The great and unifying theme which underlies all of Western arts and letters has the question: What does it mean to be human? The greatest minds of each age, over millennia, have brought particular clarity and insight into this question by refracting the universal truths of humanity through the prism of the events of their day. Taken as a whole, this Canon represents deep wisdom and insight, and thus is inherently good in its own right. What distinguishes human from animal is this ability to build a cultural legacy and transmit this to future generations.

In a real sense, however, this wonderful collection of thought is limited by one fact: All of these writers and artists, poets and painters were inhabitants of the same planet. Of the common threads of philosophy that run through the Canon, are they truly universal, and indicative of the human condition? Or are they conditional on this one world? We believe that some of them must be universal. Love, for instance, should be agnostic of the color of the sky. But what of the basic nature of humanity? Do we become base and feral when placed on a different world? Are we ennobled by distance? If alienated from our place of birth, do we persist in wisdom, or do we repeat the many mistakes of history? Perhaps we shall find that the truths of the Canon hold independent of any world, and thus we may learn that human beings have long since distilled the essence of meaning in ages long past.

This question must be addressed, not for scientific reasons nor for political reasons, but because our entire cultural treasury demands that we ask and answer. This is the great contribution that this age can make to all previous ages, and to fail to answer this question would be to shirk a great moral responsibility.

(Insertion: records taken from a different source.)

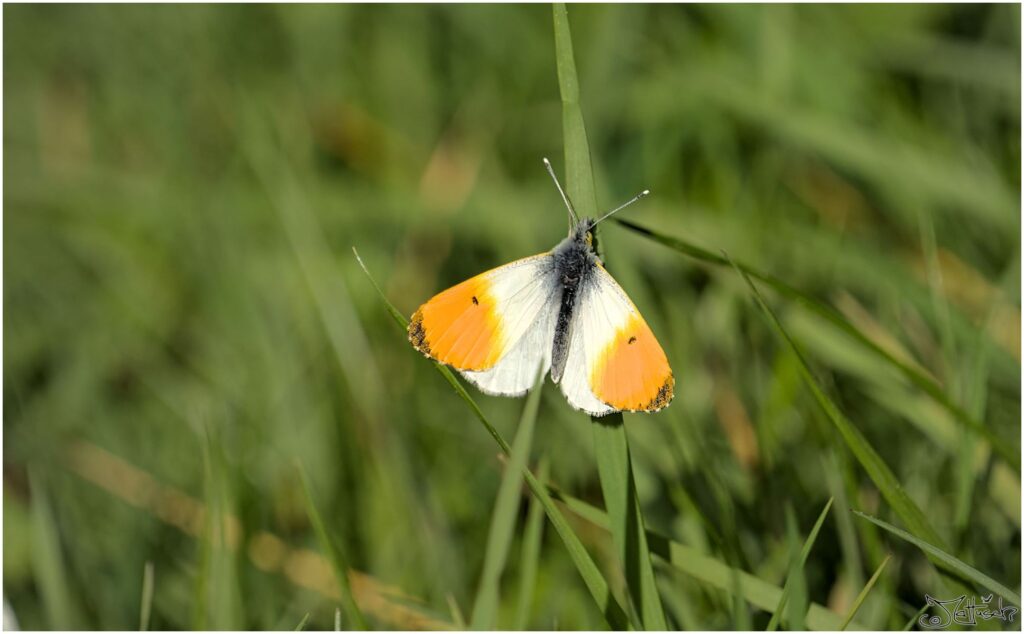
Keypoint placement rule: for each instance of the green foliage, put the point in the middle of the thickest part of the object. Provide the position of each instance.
(183, 320)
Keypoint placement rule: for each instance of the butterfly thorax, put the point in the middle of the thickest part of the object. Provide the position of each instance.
(574, 258)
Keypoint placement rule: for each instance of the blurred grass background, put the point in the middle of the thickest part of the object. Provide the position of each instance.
(184, 321)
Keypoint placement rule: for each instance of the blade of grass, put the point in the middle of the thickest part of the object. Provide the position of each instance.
(457, 617)
(795, 606)
(877, 469)
(484, 611)
(619, 489)
(611, 445)
(48, 565)
(796, 571)
(579, 172)
(918, 377)
(946, 560)
(592, 577)
(146, 602)
(863, 593)
(530, 553)
(754, 590)
(334, 555)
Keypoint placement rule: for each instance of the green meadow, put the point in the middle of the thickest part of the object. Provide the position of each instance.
(218, 219)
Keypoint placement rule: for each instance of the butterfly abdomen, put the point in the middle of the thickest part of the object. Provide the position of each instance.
(573, 260)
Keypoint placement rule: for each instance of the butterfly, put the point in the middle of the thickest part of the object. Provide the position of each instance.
(559, 311)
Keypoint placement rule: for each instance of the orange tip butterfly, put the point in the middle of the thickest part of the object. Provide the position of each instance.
(559, 311)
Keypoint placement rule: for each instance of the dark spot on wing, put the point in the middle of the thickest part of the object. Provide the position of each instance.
(664, 396)
(418, 336)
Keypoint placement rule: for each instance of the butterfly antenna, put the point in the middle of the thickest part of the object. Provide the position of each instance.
(573, 219)
(624, 205)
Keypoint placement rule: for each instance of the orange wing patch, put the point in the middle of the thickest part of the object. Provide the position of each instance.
(460, 327)
(632, 372)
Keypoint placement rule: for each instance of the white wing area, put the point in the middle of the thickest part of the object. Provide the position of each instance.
(600, 311)
(527, 300)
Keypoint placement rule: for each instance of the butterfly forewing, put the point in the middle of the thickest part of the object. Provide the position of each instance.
(495, 328)
(614, 362)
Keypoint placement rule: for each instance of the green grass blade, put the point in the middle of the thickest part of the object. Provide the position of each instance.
(918, 377)
(611, 446)
(628, 531)
(863, 593)
(458, 619)
(48, 563)
(145, 607)
(796, 572)
(946, 560)
(484, 614)
(579, 172)
(691, 561)
(592, 577)
(913, 619)
(334, 555)
(877, 469)
(530, 553)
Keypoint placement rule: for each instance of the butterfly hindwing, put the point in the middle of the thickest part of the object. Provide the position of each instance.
(495, 328)
(614, 362)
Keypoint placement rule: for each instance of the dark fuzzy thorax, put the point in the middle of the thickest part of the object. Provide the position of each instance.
(574, 259)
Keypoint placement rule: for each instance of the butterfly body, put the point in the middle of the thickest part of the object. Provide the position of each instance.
(559, 310)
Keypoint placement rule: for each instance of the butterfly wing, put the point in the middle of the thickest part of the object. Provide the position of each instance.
(496, 328)
(614, 363)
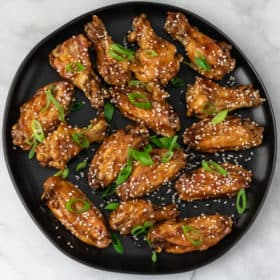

It may be that our failure to live up to our moral obligations over the past three centuries have irrevocably harmed this world. A failure of political morality legitimated atrocity as tools of the state. A failure of ecological morality compounded the suffering and exacerbated the ill effects of these political failures. It has been shown empirically that we stand at a threshold where soon we will no longer possess the means to sustain neither our accustomed standard of living, nor a program of viable extrasolar colonization. Thus we must not fail this final moral test for humanity, or we shall have entirely squandered our potential as a species, and wasted the inheritance we have received from previous generations.

Our common humanity is revealed rarely, often only in the face of the most dire exigencies. And so while we are in a perilous state of affairs in this age (rarely has humanity as a whole stood at such crisis), so also do we find one of those rare historical moments whereby we may set aside that which is petty and banal and find great strength, meaning, and purpose within these times. Thus renewed morally and rededicated to the good of all, we may continue forward both physically and culturally.

If you have embraced the wisdom within this Canon and the traditions that spring from it, you may in fairness ask with appropriate skepticism whether it is truly representative of all great philosophies. I assure you it is not. I have left works out and make no apology for such. It is the prerogative of the curator to make these decisions. If you, in future generations, wonder if the libraries and databases of Earth hold treasures not listed here, I assure you that from the perspective of one who has spent her life in the service of culture: They do not.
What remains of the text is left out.